The high court ruled Tuesday in Cotton Petroleum Corp. vs. New Mexico that New Mexico could tax oil, gas and mineral production on Indian lands on top of taxes already levied by Indian governments.Utah, which faces two lawsuits challenging its authority to tax oil and gas production on Indian lands, filed a friend of the court brief in the case, arguing states can tax even if a producer is already taxed by the tribe.

The court ruled states can impose a non-discriminatory tax on Indian lands unless pre-empted by Congress and said severance taxes imposed by the state and tribe don't amount to double taxation.

The decision could have a bearing on the outcome of the two cases filed against the state that hold $125 million in the balance, Van Dam told reporters.

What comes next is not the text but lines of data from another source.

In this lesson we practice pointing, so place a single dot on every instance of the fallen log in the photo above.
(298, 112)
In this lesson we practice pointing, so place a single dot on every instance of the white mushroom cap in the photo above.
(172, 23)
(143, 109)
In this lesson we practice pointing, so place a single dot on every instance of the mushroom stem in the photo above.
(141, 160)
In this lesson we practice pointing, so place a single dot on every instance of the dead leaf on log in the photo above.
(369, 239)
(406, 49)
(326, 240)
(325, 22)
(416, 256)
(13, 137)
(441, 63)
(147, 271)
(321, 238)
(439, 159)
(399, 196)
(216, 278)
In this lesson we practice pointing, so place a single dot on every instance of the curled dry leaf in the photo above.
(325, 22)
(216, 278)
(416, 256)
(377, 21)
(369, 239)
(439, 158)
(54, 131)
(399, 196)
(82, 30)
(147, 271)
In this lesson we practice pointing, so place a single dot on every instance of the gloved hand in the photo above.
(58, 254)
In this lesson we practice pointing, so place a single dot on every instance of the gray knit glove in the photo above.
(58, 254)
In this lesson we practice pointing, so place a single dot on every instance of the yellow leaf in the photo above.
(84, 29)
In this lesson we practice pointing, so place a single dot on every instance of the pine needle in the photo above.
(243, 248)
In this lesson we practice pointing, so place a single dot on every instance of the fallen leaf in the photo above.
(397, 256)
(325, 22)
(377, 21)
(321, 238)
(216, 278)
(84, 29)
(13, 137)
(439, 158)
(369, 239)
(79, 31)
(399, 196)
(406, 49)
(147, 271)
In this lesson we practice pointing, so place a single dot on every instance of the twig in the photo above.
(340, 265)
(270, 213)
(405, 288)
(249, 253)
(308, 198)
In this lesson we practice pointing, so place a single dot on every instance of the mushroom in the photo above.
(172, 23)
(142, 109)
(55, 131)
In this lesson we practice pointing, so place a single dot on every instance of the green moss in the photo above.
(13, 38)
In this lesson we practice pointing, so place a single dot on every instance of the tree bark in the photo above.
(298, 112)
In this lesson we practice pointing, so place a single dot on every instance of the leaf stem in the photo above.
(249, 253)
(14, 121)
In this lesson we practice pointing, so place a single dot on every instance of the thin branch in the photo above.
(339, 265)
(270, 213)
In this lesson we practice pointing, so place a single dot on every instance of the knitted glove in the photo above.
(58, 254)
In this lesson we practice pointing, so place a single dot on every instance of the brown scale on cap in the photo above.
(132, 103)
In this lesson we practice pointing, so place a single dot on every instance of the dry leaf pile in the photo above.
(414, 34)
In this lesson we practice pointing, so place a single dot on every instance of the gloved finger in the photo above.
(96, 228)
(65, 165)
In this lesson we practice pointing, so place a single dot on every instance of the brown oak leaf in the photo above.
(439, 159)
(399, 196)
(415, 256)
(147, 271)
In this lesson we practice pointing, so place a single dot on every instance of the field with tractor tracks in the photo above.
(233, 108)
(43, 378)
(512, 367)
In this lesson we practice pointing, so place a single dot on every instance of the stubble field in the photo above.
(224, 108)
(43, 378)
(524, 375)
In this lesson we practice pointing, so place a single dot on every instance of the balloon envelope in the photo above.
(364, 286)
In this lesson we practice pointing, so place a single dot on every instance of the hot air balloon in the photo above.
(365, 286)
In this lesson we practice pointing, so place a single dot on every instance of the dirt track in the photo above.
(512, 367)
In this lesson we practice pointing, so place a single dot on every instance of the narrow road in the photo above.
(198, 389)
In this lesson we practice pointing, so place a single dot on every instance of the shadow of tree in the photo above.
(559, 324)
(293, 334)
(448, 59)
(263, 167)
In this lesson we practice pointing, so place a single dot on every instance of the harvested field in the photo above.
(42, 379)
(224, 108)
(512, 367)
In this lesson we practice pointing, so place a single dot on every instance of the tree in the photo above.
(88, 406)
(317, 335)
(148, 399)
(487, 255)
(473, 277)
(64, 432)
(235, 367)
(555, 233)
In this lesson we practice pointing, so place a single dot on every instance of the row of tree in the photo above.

Several private oil companies producing oil in Utah on the Navajo Indian Reservation are suing the state, saying the state's mineral tax on top of the Navajo fee is illegal and demanding a $100 million refund.

Additionally, the Ute Tribe is suing the state in federal district court in a case challenging the state's right to impose an oil and gas production tax on their land. The Utes are demanding a $25 million refund.

The court ruling "puts those cases to rest so that Utah will not have to stand that negative financial impact," Van Dam said.

"I look forward to resolving two pending cases in the near future," he added.

Van Dam called the press conference Friday to discuss the Cotton Petroleum decision released Tuesday and other issues with reporters, saying he was unable to do so earlier.

"This has been an emotional, tough week with my friend John Clark's tragedy," Van Dam said. Clark's five-year-old son, Peter Elliot Clark, and visitor Heather Sheehan, 14, were killed in a house fire April 21.